Recently, in Nairobi, Kenya, prominent African political and business leaders, civil society organisations, multilateral and regional institutions and Africa’s international partners gathered to brainstorm on issues vital to Africa’s interest on the global scene.
The event tagged, “ Ibrahim Governance Weekend (IGW), came under the aegis of the Mo Ibrahim Foundation.
During the three-day event, in which Vice-President, Yemi Osinbajo, and President William Ruto of Kenya featured conspicuously, discussions focused on: “Global Africa.’’
At the forum, Africa’s potential and deliverables in a world confronted by multifaceted challenges such as climate change, pandemics, conflicts, under stress global financial architecture were put in the front burner.
Speaking at the event on the theme “Africa in the World: Multiple Assets’’, Osinbajo it was imperative for Africa to develop an education curriculum that is relevant to the dynamics of a changing world.
The vice-president participated in the session alongside Donald Kaberuka, AU Special Envoy and former President of African Development Bank and Hafou Toure, Deputy Director of Cabinet for the Minister in charge of promoting Small and Medium Enterprises in Côte d’Ivoire.
Osinbajo said the creative industry remained one area that African countries can tap into to boost job and wealth creation without much intervention from government.
“The creative industry in Africa was a phenomenon that many would say happened without government.
“I think that in many ways what is important is to see how the creative industry can be supported.
“It is evident that there is a huge amount of talent and it’s evident also that the regulatory environment favours it because there are no impediments.
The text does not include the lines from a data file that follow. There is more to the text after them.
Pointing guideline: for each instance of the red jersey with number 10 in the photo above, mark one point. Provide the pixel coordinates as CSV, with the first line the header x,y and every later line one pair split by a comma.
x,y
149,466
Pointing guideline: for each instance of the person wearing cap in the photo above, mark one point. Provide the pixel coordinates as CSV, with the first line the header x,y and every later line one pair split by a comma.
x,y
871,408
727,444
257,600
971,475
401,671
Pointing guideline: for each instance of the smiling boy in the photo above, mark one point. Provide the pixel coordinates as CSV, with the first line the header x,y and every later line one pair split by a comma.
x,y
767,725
“One would say that, as much as possible, what we should seek to do is to see how we can expand that space and to support with credit where that is possible and infrastructure that will be helpful,’’ he said.
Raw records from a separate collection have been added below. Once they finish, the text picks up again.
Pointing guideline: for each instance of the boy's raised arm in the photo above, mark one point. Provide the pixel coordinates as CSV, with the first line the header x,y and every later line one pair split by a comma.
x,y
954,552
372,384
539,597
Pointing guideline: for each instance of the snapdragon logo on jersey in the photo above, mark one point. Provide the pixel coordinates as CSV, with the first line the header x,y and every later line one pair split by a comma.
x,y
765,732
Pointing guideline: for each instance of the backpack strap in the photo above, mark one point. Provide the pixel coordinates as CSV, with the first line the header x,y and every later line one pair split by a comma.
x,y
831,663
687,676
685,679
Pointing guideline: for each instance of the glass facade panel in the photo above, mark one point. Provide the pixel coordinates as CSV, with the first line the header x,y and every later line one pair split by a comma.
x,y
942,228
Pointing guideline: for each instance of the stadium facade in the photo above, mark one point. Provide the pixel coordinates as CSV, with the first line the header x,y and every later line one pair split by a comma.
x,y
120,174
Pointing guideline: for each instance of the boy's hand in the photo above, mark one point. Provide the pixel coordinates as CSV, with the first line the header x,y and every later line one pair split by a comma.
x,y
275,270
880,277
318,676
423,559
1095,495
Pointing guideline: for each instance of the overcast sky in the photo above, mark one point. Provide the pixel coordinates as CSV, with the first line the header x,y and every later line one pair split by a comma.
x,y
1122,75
He said that in Nigeria, the National Theatre as an entertainment hub had shown great promise in supporting the industry.
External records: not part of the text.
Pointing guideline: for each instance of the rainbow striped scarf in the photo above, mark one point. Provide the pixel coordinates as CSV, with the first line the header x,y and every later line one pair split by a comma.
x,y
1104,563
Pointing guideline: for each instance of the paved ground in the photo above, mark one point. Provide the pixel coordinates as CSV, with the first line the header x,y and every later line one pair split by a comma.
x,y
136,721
He said there was the need to strike a balance between government’s intervention in the industry and the desire to allow it to function on its own without government’s meddling.
“I would say that we should be cautious in not interfering too much; at the same time, we need to provide infrastructure, we need to provide credit with such an exposure that they may need”, he said.
According to him, there is need to have a clarity of vision on where Africa is headed in terms of education.
“So understanding what such of educational programmes we need to put in place and even the vision for that programme you have to understand that we are dealing with several demographics.
“We are in a new place where the world has changed so dramatically and particularly in the past 10 years; where we have robotic, artificial intelligence; what sort of education makes sense to create job opportunities today?
“This is the time to think through the educational curriculum.
It is the time to decide how this curriculum will be relevant and would deliver the sort of persons that we want and create the sort of opportunities that we require,’’ he said.
Earlier, Mo Ibrahim, who is also the founder, Mo Ibrahim Foundation, said it had become urgent for Africa to adjust to the fast-paced world.
“The world is changing; I think everybody knows that; all the previous assumptions are being broken; we see different powers rising; tensions, camps being formed, where exactly is Africa’s place.